Bonjour à toutes et à tous,
Après un peu d'attente, voici le chapitre suivant. La fiction touche bientôt à sa fin. N'hésitez pas à me dire ce que vous en pensez en review !
Bonne lecture !
Victoria
La fin de la matinée avait été globalement calme. Tous vaquaient à leurs occupations, certains se reposant, d'autres s'employant à éloigner les pensées sombres. Lorsque le déjeuner fût prêt, chacun prit place autour de la vieille table gravée et mangea plus par nécessité que par envie.
Les conversations tournèrent autour de la reconstruction de Poudlard et de l'assainissement des couloirs du Ministère. Le travail était ardu pour déceler les pro-Voldemort et ceux qui n'avaient fait que sauver leur vie. Arthur racontait de nombreuses histoires de Mangemorts qui tentaient de se repentir, se défendant d'avoir été sous Imperium pendant des mois.
Harry trouvait cela répugnant.
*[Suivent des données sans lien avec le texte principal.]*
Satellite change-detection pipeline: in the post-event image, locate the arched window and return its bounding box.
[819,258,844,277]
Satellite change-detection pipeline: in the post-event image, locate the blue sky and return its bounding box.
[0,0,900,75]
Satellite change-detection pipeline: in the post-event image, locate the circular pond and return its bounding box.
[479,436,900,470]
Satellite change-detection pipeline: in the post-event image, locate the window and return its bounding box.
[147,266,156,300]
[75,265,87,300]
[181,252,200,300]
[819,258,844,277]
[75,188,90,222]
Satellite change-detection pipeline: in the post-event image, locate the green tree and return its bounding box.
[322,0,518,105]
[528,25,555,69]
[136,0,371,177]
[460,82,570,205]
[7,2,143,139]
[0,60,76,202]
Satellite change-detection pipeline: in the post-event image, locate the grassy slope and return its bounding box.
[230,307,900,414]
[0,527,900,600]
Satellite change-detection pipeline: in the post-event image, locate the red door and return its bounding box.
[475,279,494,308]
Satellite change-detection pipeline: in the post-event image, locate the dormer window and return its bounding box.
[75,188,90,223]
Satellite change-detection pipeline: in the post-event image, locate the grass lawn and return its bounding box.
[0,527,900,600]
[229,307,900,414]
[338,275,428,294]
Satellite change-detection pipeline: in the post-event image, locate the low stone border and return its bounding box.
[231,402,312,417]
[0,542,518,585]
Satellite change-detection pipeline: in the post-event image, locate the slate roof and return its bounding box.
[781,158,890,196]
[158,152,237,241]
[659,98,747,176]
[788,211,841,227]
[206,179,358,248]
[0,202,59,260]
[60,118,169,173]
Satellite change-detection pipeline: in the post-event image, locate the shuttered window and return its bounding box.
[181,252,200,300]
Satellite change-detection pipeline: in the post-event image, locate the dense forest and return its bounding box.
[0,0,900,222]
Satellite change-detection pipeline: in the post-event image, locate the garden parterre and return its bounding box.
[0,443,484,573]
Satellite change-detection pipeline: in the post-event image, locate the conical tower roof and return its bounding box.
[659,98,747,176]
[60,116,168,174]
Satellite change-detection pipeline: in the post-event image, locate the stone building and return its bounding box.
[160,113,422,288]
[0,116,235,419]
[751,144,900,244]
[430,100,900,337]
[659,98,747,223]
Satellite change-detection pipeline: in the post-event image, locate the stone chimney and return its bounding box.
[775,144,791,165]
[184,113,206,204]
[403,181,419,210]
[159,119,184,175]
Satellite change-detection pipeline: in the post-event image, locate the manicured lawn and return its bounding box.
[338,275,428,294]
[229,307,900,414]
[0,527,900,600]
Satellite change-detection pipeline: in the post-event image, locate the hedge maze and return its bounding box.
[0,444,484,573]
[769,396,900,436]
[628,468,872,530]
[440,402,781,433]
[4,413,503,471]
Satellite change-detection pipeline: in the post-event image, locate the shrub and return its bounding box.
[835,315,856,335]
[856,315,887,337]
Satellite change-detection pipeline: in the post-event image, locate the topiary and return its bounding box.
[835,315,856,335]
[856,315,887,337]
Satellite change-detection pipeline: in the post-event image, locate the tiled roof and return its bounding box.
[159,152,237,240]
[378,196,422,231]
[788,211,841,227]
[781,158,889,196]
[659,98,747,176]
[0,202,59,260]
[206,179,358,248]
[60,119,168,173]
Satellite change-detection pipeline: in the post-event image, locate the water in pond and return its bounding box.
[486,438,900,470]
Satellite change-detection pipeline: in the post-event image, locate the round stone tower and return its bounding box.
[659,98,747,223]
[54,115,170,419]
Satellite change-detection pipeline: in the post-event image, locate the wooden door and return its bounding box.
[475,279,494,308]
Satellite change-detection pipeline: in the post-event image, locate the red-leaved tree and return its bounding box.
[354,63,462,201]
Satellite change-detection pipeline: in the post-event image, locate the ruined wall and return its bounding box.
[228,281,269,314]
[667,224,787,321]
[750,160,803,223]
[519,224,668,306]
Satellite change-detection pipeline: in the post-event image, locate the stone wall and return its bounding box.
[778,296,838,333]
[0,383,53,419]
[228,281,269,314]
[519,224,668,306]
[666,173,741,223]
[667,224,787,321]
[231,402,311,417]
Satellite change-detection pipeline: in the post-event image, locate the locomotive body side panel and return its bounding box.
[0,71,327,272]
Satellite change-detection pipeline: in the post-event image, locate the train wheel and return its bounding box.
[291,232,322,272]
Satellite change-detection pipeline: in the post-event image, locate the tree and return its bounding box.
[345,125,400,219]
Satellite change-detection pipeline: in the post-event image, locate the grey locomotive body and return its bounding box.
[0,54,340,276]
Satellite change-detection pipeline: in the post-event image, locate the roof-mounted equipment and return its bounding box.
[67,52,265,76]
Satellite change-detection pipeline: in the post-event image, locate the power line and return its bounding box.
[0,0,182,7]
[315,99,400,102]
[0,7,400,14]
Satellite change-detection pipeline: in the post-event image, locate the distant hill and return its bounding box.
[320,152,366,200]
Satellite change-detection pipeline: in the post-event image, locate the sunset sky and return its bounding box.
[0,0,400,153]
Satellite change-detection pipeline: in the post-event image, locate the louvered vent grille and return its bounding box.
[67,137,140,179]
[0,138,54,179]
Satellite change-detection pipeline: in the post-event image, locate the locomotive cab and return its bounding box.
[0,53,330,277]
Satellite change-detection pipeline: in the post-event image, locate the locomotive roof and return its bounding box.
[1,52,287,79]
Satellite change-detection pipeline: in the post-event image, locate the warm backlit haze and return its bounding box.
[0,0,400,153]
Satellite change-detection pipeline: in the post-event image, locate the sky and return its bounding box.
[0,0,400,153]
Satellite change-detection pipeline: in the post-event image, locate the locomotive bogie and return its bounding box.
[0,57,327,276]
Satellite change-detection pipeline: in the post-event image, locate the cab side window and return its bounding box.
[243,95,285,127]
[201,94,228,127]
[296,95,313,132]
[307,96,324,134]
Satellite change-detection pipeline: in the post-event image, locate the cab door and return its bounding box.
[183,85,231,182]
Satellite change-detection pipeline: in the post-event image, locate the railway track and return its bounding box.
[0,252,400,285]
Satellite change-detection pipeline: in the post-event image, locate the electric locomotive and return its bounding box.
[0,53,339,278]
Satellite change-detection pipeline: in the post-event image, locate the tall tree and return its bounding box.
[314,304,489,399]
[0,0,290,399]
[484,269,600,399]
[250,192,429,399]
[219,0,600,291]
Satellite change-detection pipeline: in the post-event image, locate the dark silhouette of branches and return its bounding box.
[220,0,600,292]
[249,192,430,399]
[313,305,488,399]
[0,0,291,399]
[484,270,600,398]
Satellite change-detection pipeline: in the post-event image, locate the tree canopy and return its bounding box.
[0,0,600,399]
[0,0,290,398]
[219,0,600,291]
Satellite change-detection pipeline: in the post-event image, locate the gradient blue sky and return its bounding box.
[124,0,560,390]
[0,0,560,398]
Bien des Mangemorts s'étaient enfuis à l'annonce de la mort du Seigneur des Ténèbres et ils devaient payer pour leurs crimes. Harry voulait faire partie de ceux qui poursuivraient la traque. Devenir Auror était son souhait depuis qu'on lui avait posé la question en cinquième année et cela n'avait pas changé malgré les épreuves qu'il avait surmontées ces derniers mois.
Il était dans ses pensées quand deux hiboux Grand-Duc tapèrent contre la vitre. Arthur haussa les sourcils, ne reconnaissant ni l'un, ni l'autre. Il ouvrit la fenêtre et prit les missives. Hermione se chargea de les nourrir afin qu'ils effectuent leur voyage de retour. L'une était adressée à « Harry James Potter, le Terrier, Loutry Ste Chaspoule » et l'autre à « Mr et Mrs Weasley, le Terrier, Loutry Ste Chaspoule ».
Ils ouvrirent les deux simultanément et les lurent silencieusement, chacun ayant des lecteurs clandestins par-dessus leurs épaules. Les yeux parcouraient, ligne après ligne, un sourire naissant sur leurs lèvres et leurs traits se détendant manifestement. La lettre émanait du Ministre lui-même. Ils étaient convoqués au Ministère en vue d'une restitution. Il n'était pas précisé quoi mais tous savaient de quoi Kingsley parlait. Il souhaitait seulement faire preuve de prudence. Dès lors que les journaux seront au courant, il sera difficile de se cacher constamment.
Ils se pressèrent de terminer leur repas, l'engloutissant plus qu'autre chose puis se mirent en route pour le Ministère. Une fois sur place, il semblait que ce dernier était encore plus encombré que le matin-même. Rapidement, ils furent repérés par deux Aurors qui les amenèrent directement au bureau du Ministre. Une fois sur place, ils rencontrèrent Andromeda Tonks, que Harry, Ron et Hermione ne connaissaient pas encore. Elle tenait dans ses bras un nourrisson dont Molly s'approcha comme si ce dernier était de sa propre famille. Mrs Tonks laissa le bébé à Mrs Weasley et releva la tête vers Harry. Ce dernier ne s'attendait pas à rencontrer aussi tôt la mère de Dora, cette femme qui avait perdu son mari, sa fille et son gendre dans la même guerre. Celle qui avait été reniée par sa famille du fait de son alliance avec un Né-Moldu. Celle qui ressemblait tant à ses sœurs, Narcissa et Bellatrix.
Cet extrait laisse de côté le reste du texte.